After Schack filed suit, the Bar and the JQC stated that the canon did not prohibit Schack from making his proposed campaign speeches and that they did not intend to enforce the canon against him. The Bar and the JQC maintained, however, that the canon was constitutional. The court found that a live controversy existed, even after the Bar and the JQC acquiesced to Schack's position, because the Bar and the JQC maintained that the challenged canon was constitutional and that Schack's proposed speech fell within the parameters of what the canon regulated, but that they would not enforce it against Schack in this case; thus, a possibility existed that the Bar and the JQC would seek to enforce the challenged regulation against Schack or other judicial candidates in the future. ACLU, 999 F.2d at 1494.

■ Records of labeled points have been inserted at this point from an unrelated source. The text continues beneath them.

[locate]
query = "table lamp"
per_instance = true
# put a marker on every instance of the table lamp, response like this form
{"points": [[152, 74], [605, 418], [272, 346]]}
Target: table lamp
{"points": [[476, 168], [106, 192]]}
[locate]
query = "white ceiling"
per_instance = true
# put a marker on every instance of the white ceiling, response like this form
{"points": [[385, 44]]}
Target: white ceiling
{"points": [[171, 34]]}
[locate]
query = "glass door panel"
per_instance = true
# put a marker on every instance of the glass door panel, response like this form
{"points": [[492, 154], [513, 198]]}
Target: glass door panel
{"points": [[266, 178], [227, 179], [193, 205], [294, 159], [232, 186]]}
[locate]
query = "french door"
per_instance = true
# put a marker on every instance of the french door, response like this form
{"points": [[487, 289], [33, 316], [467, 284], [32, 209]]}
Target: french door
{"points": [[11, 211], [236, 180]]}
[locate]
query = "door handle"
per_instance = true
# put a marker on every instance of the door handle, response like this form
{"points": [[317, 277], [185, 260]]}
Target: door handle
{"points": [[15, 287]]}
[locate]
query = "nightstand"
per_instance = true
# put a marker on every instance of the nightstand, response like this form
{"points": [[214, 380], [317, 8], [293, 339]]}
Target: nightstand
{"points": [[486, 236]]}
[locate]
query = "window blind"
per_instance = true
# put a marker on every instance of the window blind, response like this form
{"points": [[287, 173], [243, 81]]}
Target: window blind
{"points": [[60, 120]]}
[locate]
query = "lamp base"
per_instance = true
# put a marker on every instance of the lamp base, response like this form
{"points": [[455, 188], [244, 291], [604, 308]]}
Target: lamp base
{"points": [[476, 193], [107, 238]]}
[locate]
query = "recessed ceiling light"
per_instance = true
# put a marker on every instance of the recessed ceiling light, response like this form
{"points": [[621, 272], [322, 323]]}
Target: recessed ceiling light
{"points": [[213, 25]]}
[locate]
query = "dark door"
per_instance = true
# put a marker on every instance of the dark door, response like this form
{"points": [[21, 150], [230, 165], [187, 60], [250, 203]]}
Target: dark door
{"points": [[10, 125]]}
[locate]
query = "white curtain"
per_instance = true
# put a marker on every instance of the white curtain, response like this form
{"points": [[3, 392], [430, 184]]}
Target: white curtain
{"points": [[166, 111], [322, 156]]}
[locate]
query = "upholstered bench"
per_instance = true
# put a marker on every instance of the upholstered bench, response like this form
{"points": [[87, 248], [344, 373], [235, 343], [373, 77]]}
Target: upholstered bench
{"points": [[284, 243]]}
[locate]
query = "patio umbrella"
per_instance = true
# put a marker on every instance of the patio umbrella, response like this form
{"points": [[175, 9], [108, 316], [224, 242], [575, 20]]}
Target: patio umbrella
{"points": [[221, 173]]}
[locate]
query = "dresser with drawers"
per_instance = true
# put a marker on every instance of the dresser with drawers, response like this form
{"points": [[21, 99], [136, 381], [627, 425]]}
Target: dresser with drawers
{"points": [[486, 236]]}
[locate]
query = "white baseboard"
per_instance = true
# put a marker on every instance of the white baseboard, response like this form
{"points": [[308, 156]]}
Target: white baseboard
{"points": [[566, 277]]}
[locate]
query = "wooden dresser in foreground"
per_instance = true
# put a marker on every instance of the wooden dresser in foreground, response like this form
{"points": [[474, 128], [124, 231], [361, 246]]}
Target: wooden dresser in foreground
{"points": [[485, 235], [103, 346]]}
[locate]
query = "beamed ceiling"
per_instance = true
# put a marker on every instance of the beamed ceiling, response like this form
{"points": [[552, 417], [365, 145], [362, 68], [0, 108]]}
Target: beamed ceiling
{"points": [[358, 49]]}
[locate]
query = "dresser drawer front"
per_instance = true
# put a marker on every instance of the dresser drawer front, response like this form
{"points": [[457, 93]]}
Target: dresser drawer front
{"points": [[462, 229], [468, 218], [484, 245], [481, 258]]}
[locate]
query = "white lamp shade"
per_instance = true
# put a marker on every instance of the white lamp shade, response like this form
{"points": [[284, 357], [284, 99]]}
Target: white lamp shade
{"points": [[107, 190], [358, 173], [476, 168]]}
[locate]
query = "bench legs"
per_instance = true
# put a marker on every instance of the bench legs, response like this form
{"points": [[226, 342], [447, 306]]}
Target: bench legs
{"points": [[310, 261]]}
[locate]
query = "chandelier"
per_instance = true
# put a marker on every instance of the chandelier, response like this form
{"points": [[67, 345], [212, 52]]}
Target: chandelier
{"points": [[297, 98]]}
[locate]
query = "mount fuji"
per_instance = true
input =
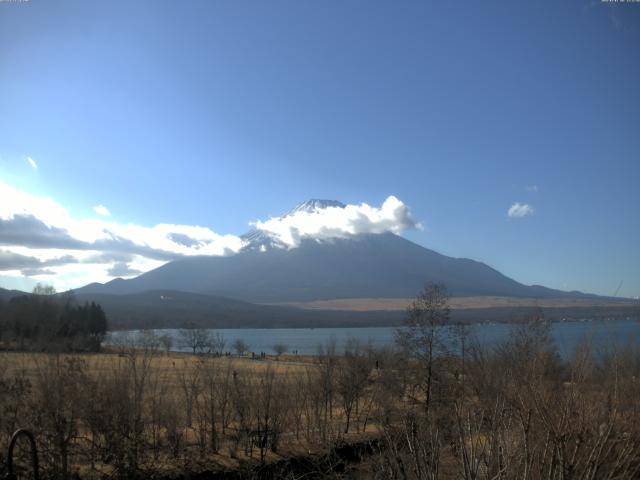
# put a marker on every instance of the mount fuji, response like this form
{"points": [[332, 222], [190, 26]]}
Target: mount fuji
{"points": [[366, 265]]}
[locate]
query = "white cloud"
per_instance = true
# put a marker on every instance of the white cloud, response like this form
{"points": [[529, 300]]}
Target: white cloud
{"points": [[519, 210], [102, 210], [339, 222], [41, 237]]}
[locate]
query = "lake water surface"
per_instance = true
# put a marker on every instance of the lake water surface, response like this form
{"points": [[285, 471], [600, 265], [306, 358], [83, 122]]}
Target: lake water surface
{"points": [[604, 334]]}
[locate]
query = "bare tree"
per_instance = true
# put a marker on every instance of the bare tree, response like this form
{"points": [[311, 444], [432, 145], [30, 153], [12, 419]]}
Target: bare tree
{"points": [[424, 333], [280, 348], [197, 339]]}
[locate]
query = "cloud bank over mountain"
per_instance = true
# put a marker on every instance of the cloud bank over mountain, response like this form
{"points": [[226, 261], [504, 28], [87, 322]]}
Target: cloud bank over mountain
{"points": [[43, 241]]}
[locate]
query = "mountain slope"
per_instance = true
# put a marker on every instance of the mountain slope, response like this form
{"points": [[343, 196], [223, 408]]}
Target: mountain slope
{"points": [[172, 309], [368, 265]]}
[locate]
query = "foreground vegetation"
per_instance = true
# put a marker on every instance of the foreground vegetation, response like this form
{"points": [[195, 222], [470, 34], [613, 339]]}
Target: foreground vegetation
{"points": [[509, 411]]}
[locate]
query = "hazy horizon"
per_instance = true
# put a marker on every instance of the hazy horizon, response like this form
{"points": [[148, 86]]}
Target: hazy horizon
{"points": [[136, 133]]}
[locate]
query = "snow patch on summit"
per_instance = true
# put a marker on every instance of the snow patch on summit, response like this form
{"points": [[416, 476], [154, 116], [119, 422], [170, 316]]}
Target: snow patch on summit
{"points": [[325, 219]]}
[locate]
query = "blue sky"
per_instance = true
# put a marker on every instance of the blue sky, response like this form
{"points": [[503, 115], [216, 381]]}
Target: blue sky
{"points": [[217, 114]]}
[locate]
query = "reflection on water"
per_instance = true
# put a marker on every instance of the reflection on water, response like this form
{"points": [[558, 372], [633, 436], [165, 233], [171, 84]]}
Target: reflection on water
{"points": [[604, 334]]}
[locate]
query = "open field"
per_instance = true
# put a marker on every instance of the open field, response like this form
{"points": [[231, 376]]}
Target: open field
{"points": [[138, 412]]}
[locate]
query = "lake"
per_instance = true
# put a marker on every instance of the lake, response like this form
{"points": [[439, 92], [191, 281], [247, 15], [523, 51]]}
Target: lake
{"points": [[567, 335]]}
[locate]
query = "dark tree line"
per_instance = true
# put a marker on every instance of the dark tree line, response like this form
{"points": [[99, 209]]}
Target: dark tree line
{"points": [[45, 321]]}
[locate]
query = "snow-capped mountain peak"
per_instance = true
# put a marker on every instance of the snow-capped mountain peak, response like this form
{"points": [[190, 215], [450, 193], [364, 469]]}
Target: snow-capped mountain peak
{"points": [[314, 205]]}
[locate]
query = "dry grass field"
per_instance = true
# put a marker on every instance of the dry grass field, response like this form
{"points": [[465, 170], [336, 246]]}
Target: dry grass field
{"points": [[395, 304]]}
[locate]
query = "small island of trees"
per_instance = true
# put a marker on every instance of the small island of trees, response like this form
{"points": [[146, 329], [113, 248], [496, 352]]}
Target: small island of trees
{"points": [[46, 321]]}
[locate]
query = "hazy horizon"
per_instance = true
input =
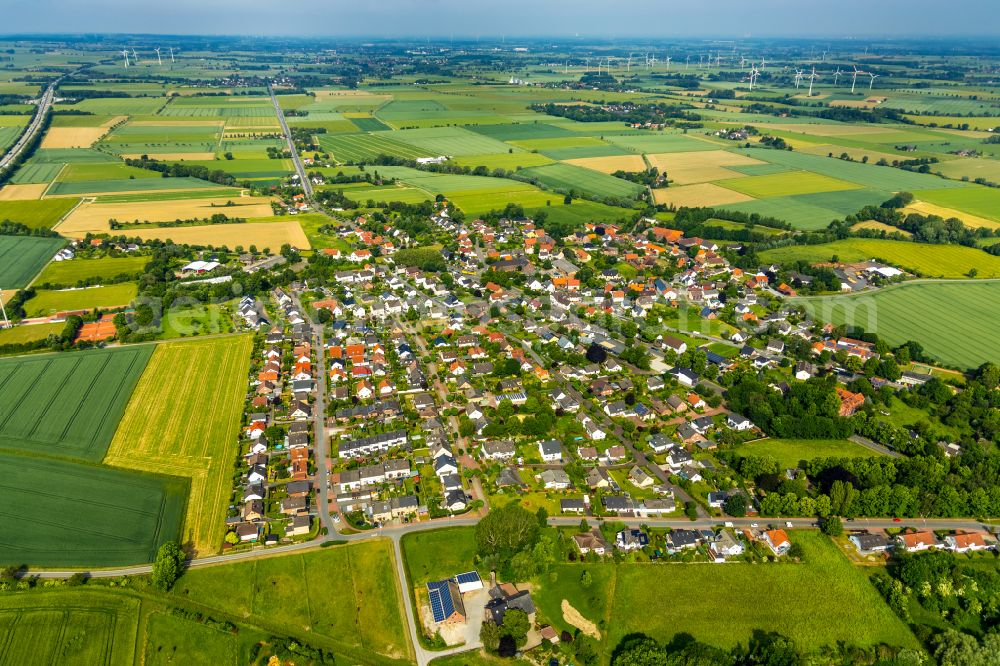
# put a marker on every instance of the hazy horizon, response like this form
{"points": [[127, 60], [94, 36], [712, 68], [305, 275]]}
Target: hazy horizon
{"points": [[516, 18]]}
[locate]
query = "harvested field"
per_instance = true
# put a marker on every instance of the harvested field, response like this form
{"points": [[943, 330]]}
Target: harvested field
{"points": [[703, 194], [611, 164], [93, 217], [12, 192], [968, 219], [262, 234], [183, 420], [77, 137]]}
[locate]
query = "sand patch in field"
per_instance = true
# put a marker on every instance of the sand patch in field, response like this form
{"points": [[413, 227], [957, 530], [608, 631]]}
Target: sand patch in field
{"points": [[77, 137], [22, 192], [611, 164], [573, 617], [968, 219], [262, 234], [702, 194], [93, 217]]}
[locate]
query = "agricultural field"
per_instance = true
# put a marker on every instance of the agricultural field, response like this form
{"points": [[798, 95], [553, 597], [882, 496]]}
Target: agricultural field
{"points": [[954, 321], [22, 257], [71, 514], [81, 628], [48, 302], [68, 273], [936, 261], [36, 214], [808, 601], [790, 452], [183, 419], [347, 595], [574, 178], [78, 399]]}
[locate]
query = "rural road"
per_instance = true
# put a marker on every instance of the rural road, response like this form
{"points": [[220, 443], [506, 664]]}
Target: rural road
{"points": [[44, 103], [306, 185]]}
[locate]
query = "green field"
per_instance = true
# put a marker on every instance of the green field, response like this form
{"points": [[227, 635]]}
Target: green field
{"points": [[790, 452], [944, 261], [48, 302], [785, 184], [438, 554], [955, 322], [183, 419], [570, 177], [22, 334], [67, 405], [81, 628], [347, 595], [813, 603], [60, 513], [21, 257], [68, 273], [43, 213]]}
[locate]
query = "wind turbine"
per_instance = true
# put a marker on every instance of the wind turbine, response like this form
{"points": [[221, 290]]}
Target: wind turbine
{"points": [[854, 78]]}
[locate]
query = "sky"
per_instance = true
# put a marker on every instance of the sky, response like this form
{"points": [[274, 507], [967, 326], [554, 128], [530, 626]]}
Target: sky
{"points": [[490, 18]]}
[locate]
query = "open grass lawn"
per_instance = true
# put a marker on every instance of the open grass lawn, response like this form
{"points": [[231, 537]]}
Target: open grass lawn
{"points": [[785, 184], [78, 628], [72, 514], [67, 405], [789, 452], [570, 177], [21, 257], [21, 334], [183, 419], [49, 302], [944, 261], [816, 603], [438, 554], [345, 594], [39, 214], [68, 273], [955, 322]]}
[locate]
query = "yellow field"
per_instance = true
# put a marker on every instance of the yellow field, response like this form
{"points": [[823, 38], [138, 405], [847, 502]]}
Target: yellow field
{"points": [[172, 156], [93, 217], [77, 137], [703, 194], [262, 234], [611, 164], [22, 192], [700, 166], [879, 226], [969, 220], [183, 419]]}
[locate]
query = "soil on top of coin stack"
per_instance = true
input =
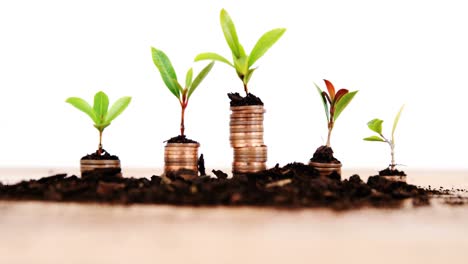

In this case, however, the appellees have repeatedly stated that the statute does not prohibit the appellants' proposed conduct of distributing postcards and publishing unsolicited letters of support of the type involved in this case; thus, the appellees cannot enforce this statute against the appellants or other judicial candidates engaging in the same conduct because, unlike in ACLU, the appellants' proposed conduct does not fall within the parameters of what the statute seeks to regulate. Hence, we hold that the appellees' representation that the statute does not proscribe the appellants' proposed conduct renders this case moot.3


We conclude that the appellants had standing to challenge the statute, but that the appellees' conduct after the appellants filed this lawsuit rendered this case moot. Accordingly, we dismiss this appeal.



1. After the district court's order issued on October 6, 1992, the Florida Supreme Court removed Graham from judicial office on June 24, 1993. Inquiry Concerning a Judge, Re: Graham, 620 So.2d 1273 (Fla.1993).
2. Specifically, in the appellees' Motion to Dismiss, Answer to Standard Interrogatories, Motion for Summary Judgment, appellees briefs, and during oral argument to this court, the appellees repeatedly represented that the appellants' proposed campaign conduct does not violate the statute.
3. Because the challenged statute does not regulate the conduct that the appellants intend to engage in, they do not have standing to raise an overbreadth challenge to the statute. See Dimmitt v. City of Clearwater, 985 F.2d 1565 (11th Cir.1993).